Marco1 · Sep 10, 2022 09:46 AM

Hello Diedrich,

Thanks for your information,

Cheers,

Marco

SDF1 · Nov 9, 2022 11:14 AM

Hi All, I'm happy to share that I have updated the JSL code for automated tuning. I've fixed a couple strange bugs in it and also added a new feature to the results window that allows the user to see different fit statistics on the y-axis, see below. There is still the ability to step through the different tuning parameters on the x-axis, but now you can also see how the other fit statistics beyond R^2 change. Attached is the latest version, 6.0. Hope it can help everyone.
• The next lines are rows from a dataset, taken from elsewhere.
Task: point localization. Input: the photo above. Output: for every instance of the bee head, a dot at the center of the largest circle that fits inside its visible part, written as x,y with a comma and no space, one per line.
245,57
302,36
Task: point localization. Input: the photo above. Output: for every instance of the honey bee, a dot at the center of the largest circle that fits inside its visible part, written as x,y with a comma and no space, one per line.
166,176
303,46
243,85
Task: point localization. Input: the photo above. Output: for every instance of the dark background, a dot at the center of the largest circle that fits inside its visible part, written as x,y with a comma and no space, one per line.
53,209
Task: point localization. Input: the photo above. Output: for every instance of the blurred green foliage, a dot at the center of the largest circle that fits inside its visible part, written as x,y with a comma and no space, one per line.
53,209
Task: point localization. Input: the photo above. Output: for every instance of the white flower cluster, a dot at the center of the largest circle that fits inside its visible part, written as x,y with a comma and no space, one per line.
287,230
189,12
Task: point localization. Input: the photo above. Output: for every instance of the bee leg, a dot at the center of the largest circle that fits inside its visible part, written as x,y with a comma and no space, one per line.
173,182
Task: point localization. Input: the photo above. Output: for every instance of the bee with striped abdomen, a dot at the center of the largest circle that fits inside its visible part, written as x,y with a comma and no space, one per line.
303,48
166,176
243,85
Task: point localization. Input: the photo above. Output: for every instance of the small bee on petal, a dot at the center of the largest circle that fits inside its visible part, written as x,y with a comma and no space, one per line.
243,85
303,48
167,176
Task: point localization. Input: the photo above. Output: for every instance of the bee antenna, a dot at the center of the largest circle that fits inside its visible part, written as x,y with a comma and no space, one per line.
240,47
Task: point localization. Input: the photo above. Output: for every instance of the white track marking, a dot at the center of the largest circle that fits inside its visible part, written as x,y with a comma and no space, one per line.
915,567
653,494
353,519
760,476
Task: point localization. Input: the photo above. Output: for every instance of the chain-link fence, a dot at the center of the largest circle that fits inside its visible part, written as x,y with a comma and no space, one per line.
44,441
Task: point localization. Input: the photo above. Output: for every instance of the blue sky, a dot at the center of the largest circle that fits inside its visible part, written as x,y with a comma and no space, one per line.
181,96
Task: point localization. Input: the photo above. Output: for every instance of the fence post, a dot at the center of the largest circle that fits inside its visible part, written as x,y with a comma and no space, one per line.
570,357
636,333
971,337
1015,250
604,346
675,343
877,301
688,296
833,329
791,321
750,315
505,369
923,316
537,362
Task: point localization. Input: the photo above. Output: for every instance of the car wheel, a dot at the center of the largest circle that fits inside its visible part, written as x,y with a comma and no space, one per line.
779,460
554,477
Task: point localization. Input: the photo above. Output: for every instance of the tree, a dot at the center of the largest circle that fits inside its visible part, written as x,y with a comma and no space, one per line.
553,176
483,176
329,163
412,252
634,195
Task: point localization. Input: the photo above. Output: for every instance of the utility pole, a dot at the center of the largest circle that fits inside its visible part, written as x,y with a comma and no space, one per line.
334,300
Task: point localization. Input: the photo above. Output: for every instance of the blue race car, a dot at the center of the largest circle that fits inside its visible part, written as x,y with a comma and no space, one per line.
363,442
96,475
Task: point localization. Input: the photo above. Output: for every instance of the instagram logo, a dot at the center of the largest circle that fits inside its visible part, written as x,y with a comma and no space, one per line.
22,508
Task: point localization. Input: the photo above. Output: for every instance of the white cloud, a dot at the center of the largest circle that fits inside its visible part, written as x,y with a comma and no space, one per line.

If you do come across any issues in the code, please let me know and I'll try to fix them ASAP.

Thanks!,

DS

AndresJ89 · Feb 3, 2023 10:11 AM

Hi @SDF1 ,

I'm using the tool and works great for random forests, support vector machines, etc. However, I'm having issues when tuning a neural network with a validation column; I get the following error:

Also, when I was tuning a random forest, I was getting an error because the validation column name was "Validation 9 months - 1MT 21", so I changed it to "Validation_9" and it worked.

Best,

Andres

SDF1 · Feb 3, 2023 11:20 AM

Hi @AndresJ89 ,

I'm glad you're using the tool and it's working out for you. Sorry that you're getting an error when running the NN. I think it's because you have not selected a penalty method. By default they aren't checked because when you do a "Recall", it actually un-checks the previously checked items. Anyway, I believe if you select at least on penalty method, then you shouldn't get that error. This is independent of what type of cross-validation you're using.

As for the long validation column name, it could be in how the column is referenced with spaces vs. underscore "_" text, or that it's just too long.. The spaces might end up causing an error, I have not tested this out for long column names, but at least for a short column name like "V test", it works just fine. My guess is that it has to do with the length of the column name, but I'm not 100% sure on that.

I might update the code to account for the NN and the penalty method so that it first checks to make sure that at least one penalty method is selected prior to performing the fits. It's my understanding that the NN platform requires a penalty method.

Hope this helps!,

DS